Piccole stranezze della distribuzione nostrana: il lungometraggio di Canet, talentuoso attore francese, dietro la macchina da presa per la seconda volta, è uscito nel paese d’origine quasi due anni fa, nel Novembre 2006. Per poi conoscere nei mesi successivi un successo senza precedenti: quattro Cèsar (regia, attore, montaggio e musiche) all’inizio del 2007, distribuzione globale, persino una recente uscita limited nei teatri statunitensi che ha suscitato non pochi entusiasmi da parte della critica.

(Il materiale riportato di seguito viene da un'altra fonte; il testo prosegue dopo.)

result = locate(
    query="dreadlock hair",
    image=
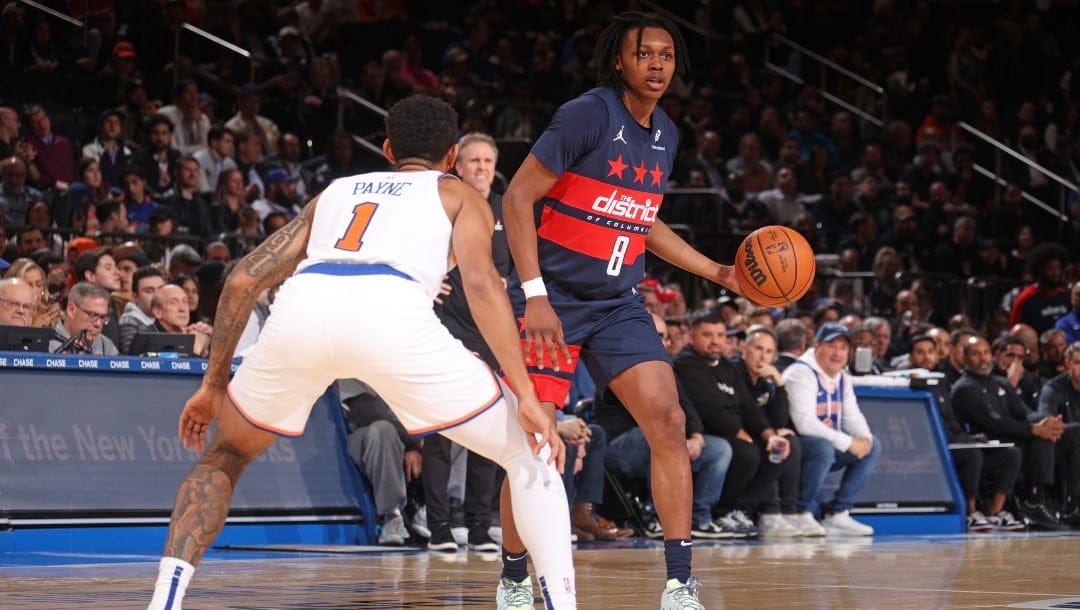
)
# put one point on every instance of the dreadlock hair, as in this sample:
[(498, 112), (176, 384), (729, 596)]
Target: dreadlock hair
[(610, 43), (421, 126)]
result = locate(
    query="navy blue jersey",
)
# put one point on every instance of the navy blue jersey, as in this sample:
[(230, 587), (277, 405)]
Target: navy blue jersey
[(611, 171)]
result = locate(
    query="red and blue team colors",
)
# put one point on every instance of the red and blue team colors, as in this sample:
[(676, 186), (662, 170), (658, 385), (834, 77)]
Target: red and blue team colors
[(591, 231)]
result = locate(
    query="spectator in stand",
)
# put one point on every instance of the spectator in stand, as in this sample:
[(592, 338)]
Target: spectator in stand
[(137, 202), (862, 238), (112, 217), (927, 171), (715, 387), (15, 194), (834, 212), (783, 201), (251, 161), (873, 164), (191, 207), (1040, 303), (959, 255), (216, 158), (228, 200), (833, 432), (383, 451), (750, 166), (190, 124), (29, 240), (85, 193), (46, 311), (779, 512), (248, 120), (10, 126), (108, 147), (280, 195), (999, 465), (988, 405), (172, 313), (1061, 395), (158, 158), (792, 341), (53, 158), (16, 302), (1070, 322), (98, 267), (81, 330), (289, 151), (1009, 353), (340, 162), (138, 312)]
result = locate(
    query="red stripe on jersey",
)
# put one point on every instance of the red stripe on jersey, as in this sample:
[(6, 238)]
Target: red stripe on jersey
[(551, 387), (596, 240), (606, 200)]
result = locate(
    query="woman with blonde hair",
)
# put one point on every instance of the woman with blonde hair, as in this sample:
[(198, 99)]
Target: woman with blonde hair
[(46, 312)]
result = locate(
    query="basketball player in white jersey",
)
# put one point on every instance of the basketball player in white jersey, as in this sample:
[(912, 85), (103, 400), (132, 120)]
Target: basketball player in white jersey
[(361, 265)]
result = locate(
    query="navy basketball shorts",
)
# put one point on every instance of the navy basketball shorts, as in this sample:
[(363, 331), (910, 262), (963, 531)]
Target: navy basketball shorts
[(609, 336)]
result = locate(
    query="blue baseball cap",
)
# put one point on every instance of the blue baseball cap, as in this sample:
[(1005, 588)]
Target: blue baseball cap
[(832, 330)]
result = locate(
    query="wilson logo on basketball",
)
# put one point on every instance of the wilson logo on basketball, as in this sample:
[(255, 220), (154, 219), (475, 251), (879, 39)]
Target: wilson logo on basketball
[(750, 261)]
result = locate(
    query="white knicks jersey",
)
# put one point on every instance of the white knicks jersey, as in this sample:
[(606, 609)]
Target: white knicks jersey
[(393, 218)]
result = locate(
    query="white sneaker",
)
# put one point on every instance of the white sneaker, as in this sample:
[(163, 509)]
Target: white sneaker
[(393, 532), (678, 596), (841, 524), (512, 595), (777, 526), (806, 524)]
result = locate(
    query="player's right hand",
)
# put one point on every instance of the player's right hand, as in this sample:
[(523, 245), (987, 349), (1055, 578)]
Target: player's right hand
[(199, 411), (543, 335), (540, 430)]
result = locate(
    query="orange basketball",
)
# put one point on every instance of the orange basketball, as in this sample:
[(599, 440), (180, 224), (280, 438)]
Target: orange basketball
[(774, 266)]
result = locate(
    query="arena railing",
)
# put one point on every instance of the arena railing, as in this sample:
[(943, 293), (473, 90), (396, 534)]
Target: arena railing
[(215, 40), (1000, 152), (826, 70)]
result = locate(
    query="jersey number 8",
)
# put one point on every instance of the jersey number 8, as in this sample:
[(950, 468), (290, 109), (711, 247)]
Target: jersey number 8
[(618, 255)]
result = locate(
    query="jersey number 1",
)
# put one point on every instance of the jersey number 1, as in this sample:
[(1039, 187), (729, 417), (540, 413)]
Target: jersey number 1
[(354, 234), (618, 255)]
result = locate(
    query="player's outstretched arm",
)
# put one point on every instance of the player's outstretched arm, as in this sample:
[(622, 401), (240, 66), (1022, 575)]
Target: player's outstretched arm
[(543, 331), (269, 263), (486, 295), (667, 245)]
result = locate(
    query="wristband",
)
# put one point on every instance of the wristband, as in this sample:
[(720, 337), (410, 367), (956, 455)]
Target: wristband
[(534, 287)]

Ma che fine ha fatto, in Italia, Ne le dis à personne? Sorprende che, nonostante la facilità fraterna con cui accogliamo spesso e volentieri opere d’oltralpe che poi vengono tacciate di eccessiva "francesità", si sia dimenticato per strada questo thriller mozzafiato. Che, se non è il capolavoro da molti sbandierato (perché è troppo lungo, o meglio perché si dilunga troppo) è ben più che un titolo interessante. Soprattutto perché Canet, nonostante la scarsa esperienza, è proprio un regista sorprendente. Furibondo e insieme misurato: doverosamente egocentrico nello sfoggio di una tecnica notevole (come nelle lunghissime fughe a piedi della parte centrale), così come sa tirare fuori i muscoli quando è il momento, allo stesso modo sa mettersi da parte in caso contrario.

Il resto lo fa l’ottimo cast, François Cluzet in primis, e una storia che va a scavare nei segreti e nelle bugie senza però essere morbosa o torbida – e significativo di un interesse morale nella vicenda è il piccolo ruolo che Canet si è ritagliato nel suo stesso film. Ma Ne le dis à personne non è solo tesissimo e ricco di colpi di scena, grazie a una sceneggiatura tra le più intricate che io ricordi ma con un’intelligente e coesa doppia risoluzione, ma mostra con il suo straziante e romantico finale il coraggio di essere catartico solo a metà – macchiando con le lacrime di compromesso una felicità raggiunta con il sudore e con il sangue, a rischio della propria vita. Hai detto niente.

Se volete, il DVD doppio su Play.com ve lo tirano dietro.

Fighter, Natasha Arthy 2007

Fighter
di Natasha Arthy, 2007

Pensare al cinema danese contemporaneo come a una cinematografia che si confronta quasi esclusivamente con meccanismi del realismo sociale non è propriamente una prospettiva erronea. O almeno, seppur banalizzante, non è così lontana dalla realtà: se l’eredità del Dogma è estremamente sentita, ed escluso l’altisonante Lars Von Trier, i primi nomi che vengono in mente sono pur sempre quelli di Thomas Vinterberg, Susanne Bier, Anders Thomas Jensen. Fighter di Natasha Arthy rappresenta sia una via alternativa sia, allo stesso tempo, un’applicazione di questi stessi meccanismi a un genere del tutto diverso da quelli a cui ci ha abituati il cinema di quel paese – o almeno quello distribuito da noi: ovvero, il film adolescenziale – in danese, ungdomsfilm.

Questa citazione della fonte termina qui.